Clarification: binary cross entropy derivation

158 Views Asked by At

I'm learning about cross-entropy in the context of machine learning and I've stumbled across a notation problem I'm not sure about.

As I understand, when training a machine learning model using MLE, the goal is to minimize the dissimilarity between the empirical distribution $\hat{p}_{data}$ defined by the training set and the model distribution $p_{model}$. Thus a cost function that minimizes the cross-entropy between these distributions (after some derivation) may be defined as follows:

$J(\theta) = - \mathop{\mathbb{E}}_{(x,y)\sim\hat{p}_{data}}[\log p_{model}(y | x)]$

where $\theta$ are the parameters of the model.

When dealing with a binary classification problem, the model distribution $p_{model}$ may defined as the Bernoulli distribution over $y$ conditioned on $x$. Furthermore, we are assuming that the model output lies within $(0,1)$ interval (e.g. by using a sigmoid as the last activation).
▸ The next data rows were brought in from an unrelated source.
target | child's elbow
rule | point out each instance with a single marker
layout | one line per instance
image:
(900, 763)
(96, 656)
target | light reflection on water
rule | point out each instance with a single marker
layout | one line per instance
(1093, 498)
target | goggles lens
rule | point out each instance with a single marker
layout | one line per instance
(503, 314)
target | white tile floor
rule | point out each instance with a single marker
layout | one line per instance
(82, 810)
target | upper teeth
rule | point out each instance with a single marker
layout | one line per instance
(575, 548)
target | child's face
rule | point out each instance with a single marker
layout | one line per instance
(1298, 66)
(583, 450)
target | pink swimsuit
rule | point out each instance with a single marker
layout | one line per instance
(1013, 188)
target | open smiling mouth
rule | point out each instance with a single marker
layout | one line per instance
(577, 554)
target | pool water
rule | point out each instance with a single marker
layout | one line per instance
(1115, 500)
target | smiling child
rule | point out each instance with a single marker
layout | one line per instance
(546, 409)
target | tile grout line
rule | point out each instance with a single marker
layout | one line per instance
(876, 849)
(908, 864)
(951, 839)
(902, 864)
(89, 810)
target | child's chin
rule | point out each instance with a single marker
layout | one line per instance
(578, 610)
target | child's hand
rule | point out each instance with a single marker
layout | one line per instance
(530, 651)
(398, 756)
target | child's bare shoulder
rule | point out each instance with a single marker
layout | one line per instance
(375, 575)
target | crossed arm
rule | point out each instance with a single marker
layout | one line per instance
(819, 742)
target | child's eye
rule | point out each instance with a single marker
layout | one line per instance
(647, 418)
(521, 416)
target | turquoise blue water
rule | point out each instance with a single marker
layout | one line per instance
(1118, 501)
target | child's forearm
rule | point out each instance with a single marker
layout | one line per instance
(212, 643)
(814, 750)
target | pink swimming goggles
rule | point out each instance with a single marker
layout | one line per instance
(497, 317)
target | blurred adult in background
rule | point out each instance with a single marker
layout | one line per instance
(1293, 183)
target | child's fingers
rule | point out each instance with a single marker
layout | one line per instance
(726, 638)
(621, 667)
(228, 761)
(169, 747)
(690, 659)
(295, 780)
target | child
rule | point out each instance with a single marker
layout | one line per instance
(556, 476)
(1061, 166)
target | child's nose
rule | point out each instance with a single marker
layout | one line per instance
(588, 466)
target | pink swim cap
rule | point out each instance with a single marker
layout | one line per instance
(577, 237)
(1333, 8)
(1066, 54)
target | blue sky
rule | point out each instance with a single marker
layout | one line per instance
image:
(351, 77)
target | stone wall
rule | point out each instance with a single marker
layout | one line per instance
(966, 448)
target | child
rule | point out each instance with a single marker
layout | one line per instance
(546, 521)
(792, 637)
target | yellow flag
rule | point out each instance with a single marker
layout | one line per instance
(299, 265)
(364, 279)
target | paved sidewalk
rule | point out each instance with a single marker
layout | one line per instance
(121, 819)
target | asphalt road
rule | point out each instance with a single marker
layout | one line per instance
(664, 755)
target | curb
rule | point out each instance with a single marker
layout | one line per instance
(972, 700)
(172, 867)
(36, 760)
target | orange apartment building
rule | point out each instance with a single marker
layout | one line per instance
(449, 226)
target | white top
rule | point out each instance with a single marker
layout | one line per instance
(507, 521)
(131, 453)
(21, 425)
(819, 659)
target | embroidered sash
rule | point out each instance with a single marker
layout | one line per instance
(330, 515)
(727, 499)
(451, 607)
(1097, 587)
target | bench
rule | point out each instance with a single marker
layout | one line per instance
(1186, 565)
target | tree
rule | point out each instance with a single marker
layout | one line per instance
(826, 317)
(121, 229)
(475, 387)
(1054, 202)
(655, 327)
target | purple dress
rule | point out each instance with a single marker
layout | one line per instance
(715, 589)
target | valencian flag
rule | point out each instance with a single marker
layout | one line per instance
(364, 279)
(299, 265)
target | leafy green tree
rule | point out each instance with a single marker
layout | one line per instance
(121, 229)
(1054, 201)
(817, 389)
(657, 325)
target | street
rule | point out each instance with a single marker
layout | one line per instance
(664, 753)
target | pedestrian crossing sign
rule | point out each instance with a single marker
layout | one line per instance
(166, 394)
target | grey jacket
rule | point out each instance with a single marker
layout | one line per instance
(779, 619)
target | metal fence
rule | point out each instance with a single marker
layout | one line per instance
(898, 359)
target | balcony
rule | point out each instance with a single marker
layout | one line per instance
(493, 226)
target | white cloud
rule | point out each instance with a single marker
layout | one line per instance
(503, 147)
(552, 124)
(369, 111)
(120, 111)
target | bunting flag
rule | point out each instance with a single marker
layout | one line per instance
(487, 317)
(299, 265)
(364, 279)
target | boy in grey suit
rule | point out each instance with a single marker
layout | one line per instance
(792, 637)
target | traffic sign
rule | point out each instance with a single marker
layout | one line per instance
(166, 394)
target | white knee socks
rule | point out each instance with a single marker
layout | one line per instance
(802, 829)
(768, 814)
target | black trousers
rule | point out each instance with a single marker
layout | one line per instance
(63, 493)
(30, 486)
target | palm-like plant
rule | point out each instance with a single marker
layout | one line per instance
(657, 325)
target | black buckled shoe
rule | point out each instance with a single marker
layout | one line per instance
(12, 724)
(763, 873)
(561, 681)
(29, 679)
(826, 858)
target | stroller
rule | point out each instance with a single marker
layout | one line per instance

Now, I would like to derive the cost function of such model and I am unsure whether such formulation is mathematically correct:

$J(\theta) = - \mathop{\mathbb{E}}_{(x,y)\sim\hat{p}_{data}}[y\log\hat{y} + (1 - y)\log(1 - \hat{y})]$

where $\hat{y} = f(x; \theta)$ is the output of the model.

My understanding is that the expectation over this discrete random variable is simply the mean of $y\log\hat{y} + (1 - y)\log(1 - \hat{y})$ over the entire training set.

Thus my question is, whether the above notation of the cost function is correct?